Il caso, che si discute alla corte federale di Washington, rappresenta una battaglia legale storica perché stabilirà o meno i confini entro cui i giganti della Silicon Valley possono muoversi nel mondo digitale. Il processo potrebbe avere riflessi non solo su Google ma su tutti i Bit Tech, i cui prodotti fanno parte della vita online di miliardi di persone.
Se Google dovesse uscire sconfitta, sarebbe costretta a ristrutturare il suo sistema, rivedere i profitti e aprire a una concorrenza più larga. Ci sarebbe un impatto anche sull’uso dell’intelligenza artificiale, che andrebbe incontro a nuove limitazioni, perché non riproduca di nuovo un sistema di monopolio.
Nel caso, invece, dovesse vincere in tribunale, la compagnia avrebbe strada libera e il governo ne uscirebbe ridimensionato nei suoi poteri di controllo. L’Antitrust ne uscirebbe ridimensionato.
Il precedente di Microsoft
Il processo arriva venticinque anni dopo quello storico, e il primo che riguardò il mondo digitale, avviato nei confronti di Microsoft, accusata nel 1998 di monopolio per aver inserito di “default”, in automatico, nel suo sistema operativo Windows il motore di ricerca Explorer.
In quel modo la compagnia di Bill Gates aveva tagliato fuori la concorrenza, in particolare Java e Navigator. I due casi sono diversi: Microsoft controllava tutto il sistema, mentre Google è accusata di aver stretto accordi da 45 miliardi di dollari l’anno per convincere i produttori di telefonini, da Samsung a Apple, a inserire il motore di ricerca Google in automatico.
Il primo processo si chiuse tre anni dopo con una sentenza a metà, né di aperta condanna né di aperta approvazione, che però, secondo alcuni analisti, schiuse le porte alla nascita delle start-up, tra cui la stessa Google, per competere nell’era moderna di internet.

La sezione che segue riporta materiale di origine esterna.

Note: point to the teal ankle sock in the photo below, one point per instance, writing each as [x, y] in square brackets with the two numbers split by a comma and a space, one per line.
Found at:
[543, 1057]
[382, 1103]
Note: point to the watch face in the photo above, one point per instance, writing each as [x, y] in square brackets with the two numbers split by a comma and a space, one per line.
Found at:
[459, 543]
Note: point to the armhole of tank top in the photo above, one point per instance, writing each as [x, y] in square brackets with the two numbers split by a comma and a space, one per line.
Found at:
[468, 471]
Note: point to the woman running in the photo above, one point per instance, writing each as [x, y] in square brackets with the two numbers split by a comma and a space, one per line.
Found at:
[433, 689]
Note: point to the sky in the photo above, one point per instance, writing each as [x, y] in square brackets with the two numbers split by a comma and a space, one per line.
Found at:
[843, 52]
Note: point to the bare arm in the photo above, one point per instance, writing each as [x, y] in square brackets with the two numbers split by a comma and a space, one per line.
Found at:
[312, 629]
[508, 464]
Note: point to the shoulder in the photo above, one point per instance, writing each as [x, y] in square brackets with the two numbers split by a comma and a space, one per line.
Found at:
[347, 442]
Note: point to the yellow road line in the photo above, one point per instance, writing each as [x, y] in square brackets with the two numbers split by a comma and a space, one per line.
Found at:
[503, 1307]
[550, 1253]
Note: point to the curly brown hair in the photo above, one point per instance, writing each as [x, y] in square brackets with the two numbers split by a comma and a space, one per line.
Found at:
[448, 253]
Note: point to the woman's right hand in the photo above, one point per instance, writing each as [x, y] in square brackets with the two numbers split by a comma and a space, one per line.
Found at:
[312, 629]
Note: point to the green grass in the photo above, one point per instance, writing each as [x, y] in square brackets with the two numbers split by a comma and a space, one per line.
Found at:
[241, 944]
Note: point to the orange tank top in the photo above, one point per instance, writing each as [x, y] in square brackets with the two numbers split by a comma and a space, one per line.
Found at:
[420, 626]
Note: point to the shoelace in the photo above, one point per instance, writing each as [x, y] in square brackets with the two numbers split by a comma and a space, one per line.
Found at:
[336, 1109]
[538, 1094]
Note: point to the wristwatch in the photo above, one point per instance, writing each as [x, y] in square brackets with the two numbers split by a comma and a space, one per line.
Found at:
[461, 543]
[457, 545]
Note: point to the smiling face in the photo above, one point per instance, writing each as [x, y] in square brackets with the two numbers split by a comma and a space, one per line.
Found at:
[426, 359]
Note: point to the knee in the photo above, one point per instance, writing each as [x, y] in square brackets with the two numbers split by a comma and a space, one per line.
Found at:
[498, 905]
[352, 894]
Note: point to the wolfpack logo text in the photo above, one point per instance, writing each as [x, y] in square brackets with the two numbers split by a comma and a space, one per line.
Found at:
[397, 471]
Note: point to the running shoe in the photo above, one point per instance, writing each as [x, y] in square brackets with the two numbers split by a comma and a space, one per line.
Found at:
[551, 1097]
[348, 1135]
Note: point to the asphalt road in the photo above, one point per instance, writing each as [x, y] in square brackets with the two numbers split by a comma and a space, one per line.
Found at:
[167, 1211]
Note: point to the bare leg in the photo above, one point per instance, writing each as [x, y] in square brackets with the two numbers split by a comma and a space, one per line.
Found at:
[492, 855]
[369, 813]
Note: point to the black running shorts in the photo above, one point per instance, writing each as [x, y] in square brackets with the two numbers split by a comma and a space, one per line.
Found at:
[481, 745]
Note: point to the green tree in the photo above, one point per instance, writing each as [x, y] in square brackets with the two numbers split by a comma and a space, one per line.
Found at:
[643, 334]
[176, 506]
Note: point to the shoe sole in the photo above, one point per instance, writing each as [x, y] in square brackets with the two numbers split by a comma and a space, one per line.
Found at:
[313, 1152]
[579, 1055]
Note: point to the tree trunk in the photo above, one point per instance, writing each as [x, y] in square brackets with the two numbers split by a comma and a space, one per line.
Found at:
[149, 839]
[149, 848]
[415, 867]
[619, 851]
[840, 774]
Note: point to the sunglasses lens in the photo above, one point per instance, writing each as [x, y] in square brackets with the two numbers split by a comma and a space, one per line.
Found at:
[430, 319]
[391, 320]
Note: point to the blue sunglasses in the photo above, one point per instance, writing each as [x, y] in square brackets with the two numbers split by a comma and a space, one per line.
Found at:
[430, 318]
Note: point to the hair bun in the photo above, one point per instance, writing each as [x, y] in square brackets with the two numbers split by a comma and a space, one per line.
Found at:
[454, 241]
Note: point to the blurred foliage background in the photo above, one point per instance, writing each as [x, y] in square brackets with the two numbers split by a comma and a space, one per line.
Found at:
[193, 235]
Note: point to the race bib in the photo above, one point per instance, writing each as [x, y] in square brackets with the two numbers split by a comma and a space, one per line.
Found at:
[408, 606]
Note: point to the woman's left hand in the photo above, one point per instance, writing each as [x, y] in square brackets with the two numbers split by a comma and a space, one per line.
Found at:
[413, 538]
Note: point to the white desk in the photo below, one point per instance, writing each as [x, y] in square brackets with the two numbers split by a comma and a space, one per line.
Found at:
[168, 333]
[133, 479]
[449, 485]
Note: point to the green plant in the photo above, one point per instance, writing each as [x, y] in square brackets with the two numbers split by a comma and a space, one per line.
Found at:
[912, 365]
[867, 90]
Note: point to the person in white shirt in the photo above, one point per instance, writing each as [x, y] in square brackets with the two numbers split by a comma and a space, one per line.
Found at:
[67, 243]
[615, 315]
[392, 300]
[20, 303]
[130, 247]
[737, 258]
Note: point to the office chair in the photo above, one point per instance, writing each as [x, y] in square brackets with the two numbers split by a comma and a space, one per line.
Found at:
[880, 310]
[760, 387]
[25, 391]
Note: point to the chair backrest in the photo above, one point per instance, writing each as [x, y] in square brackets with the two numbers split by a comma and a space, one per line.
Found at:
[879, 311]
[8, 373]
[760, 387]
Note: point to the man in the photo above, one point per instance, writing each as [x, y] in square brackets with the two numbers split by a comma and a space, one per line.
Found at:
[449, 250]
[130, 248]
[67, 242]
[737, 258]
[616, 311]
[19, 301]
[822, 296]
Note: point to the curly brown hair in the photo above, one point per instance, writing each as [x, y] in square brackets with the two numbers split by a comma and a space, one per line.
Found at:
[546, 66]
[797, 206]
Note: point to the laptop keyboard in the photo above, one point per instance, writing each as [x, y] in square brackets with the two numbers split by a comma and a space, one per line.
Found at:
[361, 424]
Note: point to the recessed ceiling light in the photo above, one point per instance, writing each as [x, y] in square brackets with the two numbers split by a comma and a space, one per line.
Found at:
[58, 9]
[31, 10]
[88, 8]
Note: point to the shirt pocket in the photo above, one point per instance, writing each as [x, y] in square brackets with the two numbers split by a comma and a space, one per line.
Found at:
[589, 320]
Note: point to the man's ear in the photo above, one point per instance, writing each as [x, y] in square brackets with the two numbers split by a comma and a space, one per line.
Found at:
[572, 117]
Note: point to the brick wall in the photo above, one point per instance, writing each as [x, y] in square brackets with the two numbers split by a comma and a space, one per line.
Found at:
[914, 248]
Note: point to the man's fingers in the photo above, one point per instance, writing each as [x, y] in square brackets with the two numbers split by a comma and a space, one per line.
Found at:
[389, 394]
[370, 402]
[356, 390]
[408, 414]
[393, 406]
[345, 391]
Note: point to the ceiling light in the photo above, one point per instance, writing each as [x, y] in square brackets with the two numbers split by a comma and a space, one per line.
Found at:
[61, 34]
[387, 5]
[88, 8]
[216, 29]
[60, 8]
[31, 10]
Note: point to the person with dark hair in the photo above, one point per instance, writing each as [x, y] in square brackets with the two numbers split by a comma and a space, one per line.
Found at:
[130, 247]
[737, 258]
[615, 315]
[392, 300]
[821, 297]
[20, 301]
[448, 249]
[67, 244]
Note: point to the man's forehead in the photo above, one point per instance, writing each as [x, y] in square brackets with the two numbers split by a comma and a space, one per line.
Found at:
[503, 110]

Un monopolio anche nel vocabolario comune
Al centro del caso che si è aperto oggi, ma che è nato nel 2020 sotto l’amministrazione di Donald Trump, c’è un monopolio riassunto in un numero: 91. È quello riferito alla percentuale di mercato nel campo della ricerca su internet in mano a Google. La compagnia si difenderà sostenendo di dominare solo grazie al suo prodotto “superiore”, non attraverso tattiche illecite.
A emettere la sentenza non sarà una giuria popolare, ma un giudice, Amit P. Mehta, scelto nel 2014 dall’allora presidente degli Stati Uniti Barack Obama, e considerato uno “non ostile” ai Big Tech. Però è stato lui, di recente, a sottolineare come “Google sia così ovunque da essere diventato un termine globale per indicare la ricerca su internet“. E il “googolare”, verbo universale nell’era digitale, sarà evocato molte volte nelle prossime dieci settimane, in cui sfileranno centocinquanta testimoni e verranno letti documenti, che fanno parte dei cinque milioni di pagine che gli studi legali delle parti in causa hanno raccolto in questi anni.